Regis Duvignau / Reuters

A marca Mãe®

Uma mãe é uma marca. Assim que uma mulher dá à luz, nascem duas novas identidades: a do bebé e a da mãe. Esta nova identidade da mulher é a marca Mãe®. Possivelmente, uma das marcas mais antigas do mundo.

Seja pela sua antiguidade ou pela sua universalidade, mas certamente pela capacidade de sobreviver gerações atrás de gerações, a marca Mãe é uma lovebrand. Todos a adoram. A Mãe tem o poder de se manter intacta no coração e preferência dos consumidores, os senhores bebés. Estes são os seus fãs assumidos e, raramente, infiéis. Gostar da Mãe é como gostar de Coca-cola ou de Nutella: quem não gosta, tem pudor em assumi-lo publicamente. “Não contes a ninguém, mas eu não gosto de chocolate.” “Oh, não te apoquentes! Esquisito mesmo é o Manel, que não gosta de Mães.”

A Mãe é top of mind quando se trata de dar resposta às necessidades do consumidor. “Tenho fome!”. Chama a Mãe. “Preciso de dez euros”. Pede à Mãe. “Tenho piolhos na cabeça”. Coça com os dedos da Mãe. Qualquer aflição, a Mãe vem em primeiro lugar. 

A missão da marca Mãe é ter filhos para dar continuidade à espécie humana e cuidar destes até que sobrevivam por si só. Para tal, a Mãe humana ganha vantagem ao parir, quando comparada com outras mães concorrentes da Natureza. Por exemplo, a Mãe-girafa não se consegue deitar para dar à luz, logo, ao nascer, o seu bebé despenca de uma altura de dois metros e meio correndo o risco de partir as pernas e não poder correr para fugir do leão.

Para levar a cabo o seu objectivo, a Mãe, esperta, alia-se ao pai, o outro gigante do mercado com quem divide a quota. O pai pode ou não ter marca registada. Digamos que os seus direitos autorais nem sempre são fidedignos. Depois há alguns parceiros com quem convém manter alianças, as avós e avôs, as tias e os tios. E há ainda outros players no mercado que vão e vêm, as empregadas, amas e professoras preferidas, que interessa manter debaixo de olho e atentar às devidas distâncias do coração dos bebés, não vá a quota de amor diminuir.

É que a Mãe tem o seu posicionamento muito bem definido no território do amor. Qualquer ponto percentual que baixe no final do ano, desvalorizando a marca, leva a uma crise de lágrimas irreversível. Porque é como se sabe: levam-se anos a construir uma marca sólida mas bastam segundos para a destruir.
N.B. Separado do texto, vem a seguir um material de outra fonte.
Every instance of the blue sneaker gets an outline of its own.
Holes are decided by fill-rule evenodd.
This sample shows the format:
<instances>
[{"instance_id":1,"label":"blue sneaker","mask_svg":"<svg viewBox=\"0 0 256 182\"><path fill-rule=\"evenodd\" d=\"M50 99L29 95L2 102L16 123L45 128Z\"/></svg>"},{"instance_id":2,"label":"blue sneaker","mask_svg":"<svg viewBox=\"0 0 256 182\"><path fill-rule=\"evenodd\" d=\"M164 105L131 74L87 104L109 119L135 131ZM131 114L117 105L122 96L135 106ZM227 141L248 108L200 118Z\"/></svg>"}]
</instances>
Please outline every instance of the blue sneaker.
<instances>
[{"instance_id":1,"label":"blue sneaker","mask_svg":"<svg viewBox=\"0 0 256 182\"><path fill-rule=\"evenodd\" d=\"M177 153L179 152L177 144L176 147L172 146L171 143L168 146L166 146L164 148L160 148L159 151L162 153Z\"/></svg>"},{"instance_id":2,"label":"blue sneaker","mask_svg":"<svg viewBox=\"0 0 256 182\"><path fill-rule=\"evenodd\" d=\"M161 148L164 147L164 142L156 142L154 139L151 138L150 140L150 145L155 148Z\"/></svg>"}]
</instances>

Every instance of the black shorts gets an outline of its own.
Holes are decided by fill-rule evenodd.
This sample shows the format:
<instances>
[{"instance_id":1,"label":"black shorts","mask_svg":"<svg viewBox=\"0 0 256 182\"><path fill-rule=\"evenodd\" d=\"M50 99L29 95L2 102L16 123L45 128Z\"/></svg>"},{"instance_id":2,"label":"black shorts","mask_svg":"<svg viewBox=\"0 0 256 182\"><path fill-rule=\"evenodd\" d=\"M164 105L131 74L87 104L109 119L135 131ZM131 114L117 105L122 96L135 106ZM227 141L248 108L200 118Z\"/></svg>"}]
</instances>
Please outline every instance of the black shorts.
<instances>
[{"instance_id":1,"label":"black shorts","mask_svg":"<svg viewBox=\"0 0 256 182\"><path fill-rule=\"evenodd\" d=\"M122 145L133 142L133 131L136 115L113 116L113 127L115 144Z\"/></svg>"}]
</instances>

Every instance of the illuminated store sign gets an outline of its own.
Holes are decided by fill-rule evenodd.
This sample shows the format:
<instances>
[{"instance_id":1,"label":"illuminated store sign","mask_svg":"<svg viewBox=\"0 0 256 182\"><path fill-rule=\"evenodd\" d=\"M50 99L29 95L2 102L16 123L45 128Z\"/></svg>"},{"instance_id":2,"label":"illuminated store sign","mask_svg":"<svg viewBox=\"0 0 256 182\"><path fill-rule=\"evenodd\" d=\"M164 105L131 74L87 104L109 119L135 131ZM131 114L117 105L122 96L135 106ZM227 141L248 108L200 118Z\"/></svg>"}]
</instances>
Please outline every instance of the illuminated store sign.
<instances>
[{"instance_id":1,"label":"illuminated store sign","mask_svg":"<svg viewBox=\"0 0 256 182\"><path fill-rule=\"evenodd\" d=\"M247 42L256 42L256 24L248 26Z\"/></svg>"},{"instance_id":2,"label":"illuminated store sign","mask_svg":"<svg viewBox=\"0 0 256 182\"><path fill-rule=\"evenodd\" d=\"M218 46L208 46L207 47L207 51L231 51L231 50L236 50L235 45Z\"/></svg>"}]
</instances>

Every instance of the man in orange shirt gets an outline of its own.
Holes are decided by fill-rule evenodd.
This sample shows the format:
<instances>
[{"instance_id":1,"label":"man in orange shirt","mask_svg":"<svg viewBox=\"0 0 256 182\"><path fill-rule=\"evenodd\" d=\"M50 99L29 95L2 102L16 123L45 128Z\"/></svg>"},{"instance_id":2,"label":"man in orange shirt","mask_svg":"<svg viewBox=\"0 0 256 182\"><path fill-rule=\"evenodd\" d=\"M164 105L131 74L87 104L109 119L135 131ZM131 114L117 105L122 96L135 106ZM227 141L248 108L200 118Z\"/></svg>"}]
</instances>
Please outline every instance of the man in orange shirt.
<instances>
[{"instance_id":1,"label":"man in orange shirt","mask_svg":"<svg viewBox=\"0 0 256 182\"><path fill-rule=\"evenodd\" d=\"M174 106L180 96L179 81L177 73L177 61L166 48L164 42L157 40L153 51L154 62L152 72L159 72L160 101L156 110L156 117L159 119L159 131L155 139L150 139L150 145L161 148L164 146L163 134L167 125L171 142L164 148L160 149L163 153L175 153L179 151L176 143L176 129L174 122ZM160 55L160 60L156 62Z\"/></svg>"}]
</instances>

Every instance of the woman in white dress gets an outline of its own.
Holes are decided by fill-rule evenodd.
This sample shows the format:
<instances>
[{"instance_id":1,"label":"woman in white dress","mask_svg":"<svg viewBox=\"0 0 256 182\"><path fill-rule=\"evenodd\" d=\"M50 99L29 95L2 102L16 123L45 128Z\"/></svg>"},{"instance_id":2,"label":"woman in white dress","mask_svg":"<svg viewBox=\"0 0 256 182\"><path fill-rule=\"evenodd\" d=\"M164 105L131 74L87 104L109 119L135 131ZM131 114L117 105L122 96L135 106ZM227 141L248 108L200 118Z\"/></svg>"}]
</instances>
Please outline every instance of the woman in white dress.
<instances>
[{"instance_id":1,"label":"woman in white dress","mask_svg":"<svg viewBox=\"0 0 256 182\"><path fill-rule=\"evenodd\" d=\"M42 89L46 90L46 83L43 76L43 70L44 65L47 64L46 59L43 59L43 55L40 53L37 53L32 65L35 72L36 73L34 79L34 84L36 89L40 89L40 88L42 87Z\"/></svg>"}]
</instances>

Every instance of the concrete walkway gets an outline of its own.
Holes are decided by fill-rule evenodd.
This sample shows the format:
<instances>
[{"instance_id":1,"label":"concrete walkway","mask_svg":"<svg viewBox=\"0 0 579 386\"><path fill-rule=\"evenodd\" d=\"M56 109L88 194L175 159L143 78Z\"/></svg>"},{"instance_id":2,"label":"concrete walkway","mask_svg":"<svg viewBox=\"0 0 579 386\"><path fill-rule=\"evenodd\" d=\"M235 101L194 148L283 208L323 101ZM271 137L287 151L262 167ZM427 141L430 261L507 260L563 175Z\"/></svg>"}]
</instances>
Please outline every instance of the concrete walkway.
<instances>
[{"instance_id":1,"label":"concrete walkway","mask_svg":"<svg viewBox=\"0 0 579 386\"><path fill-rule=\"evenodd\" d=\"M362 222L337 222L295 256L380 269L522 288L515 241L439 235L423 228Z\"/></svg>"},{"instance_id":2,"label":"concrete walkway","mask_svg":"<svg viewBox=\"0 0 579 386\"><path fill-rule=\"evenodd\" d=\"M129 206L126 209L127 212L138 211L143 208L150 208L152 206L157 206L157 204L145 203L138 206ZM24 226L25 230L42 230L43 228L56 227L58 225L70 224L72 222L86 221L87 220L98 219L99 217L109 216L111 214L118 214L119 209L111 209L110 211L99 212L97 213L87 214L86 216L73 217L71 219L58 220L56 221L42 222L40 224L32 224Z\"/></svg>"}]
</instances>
Atenta ao seu património, a Mãe está sistematicamente a avaliar possíveis ameaças. Vive com medo que algum desastre aconteça ao seu bebé: que caia, bata com a cabeça, se engasgue, tenha febre ou mesmo que não faça cocó. É que, se não fizer um bom cocó, é porque a Mãe prestou um mau serviço ao cliente. E não há tempo a perder porque tempo é amor. O custo/hora do amor da Mãe é baixíssimo e o contrato é sem termo, mas há que activar um plano de gestão de crise para resolver rapidamente este flop. E rápido, antes que o bebé conte a outros bebés que, por sua vez, vão contar às respectivas mães e, amanhã de manhã, as ações da marca, cotadas em bolsa, desçam por aí abaixo.

Como todas as marcas, a Mãe também aposta bastante em promoções - até mesmo antes do seu lançamento no mercado, numa estratégia de pré-adesão. Como há, literalmente, mais mulheres que homens, é fácil encontrar mulheres aspirantes a Mães, dispostas a dar um desconto a quem lhes faça um filho. Uma vez brindadas - e exaustas das noites por dormir - são capazes de acionar ofertas de última hora: “Bebé, se comeres a sopa toda, deixo-te ouvir o Tony Carreira enquanto desfazes o cão de pelúcia”. 

Mas o segredo para o seu grande sucesso, a razão da sua liderança inabalável, é este: não há cópia possível da marca Mãe. Nem na China. Por isso, talvez seja a única marca no mundo inteiro que não vive da ameaça das marcas brancas à venda no mercado. Porque Mãe, para o consumidor, há só uma.

 

Sofia Anjos, 38 anos, directora de contas numa agência de comunicação, foi mãe pela primeira vez em Maio.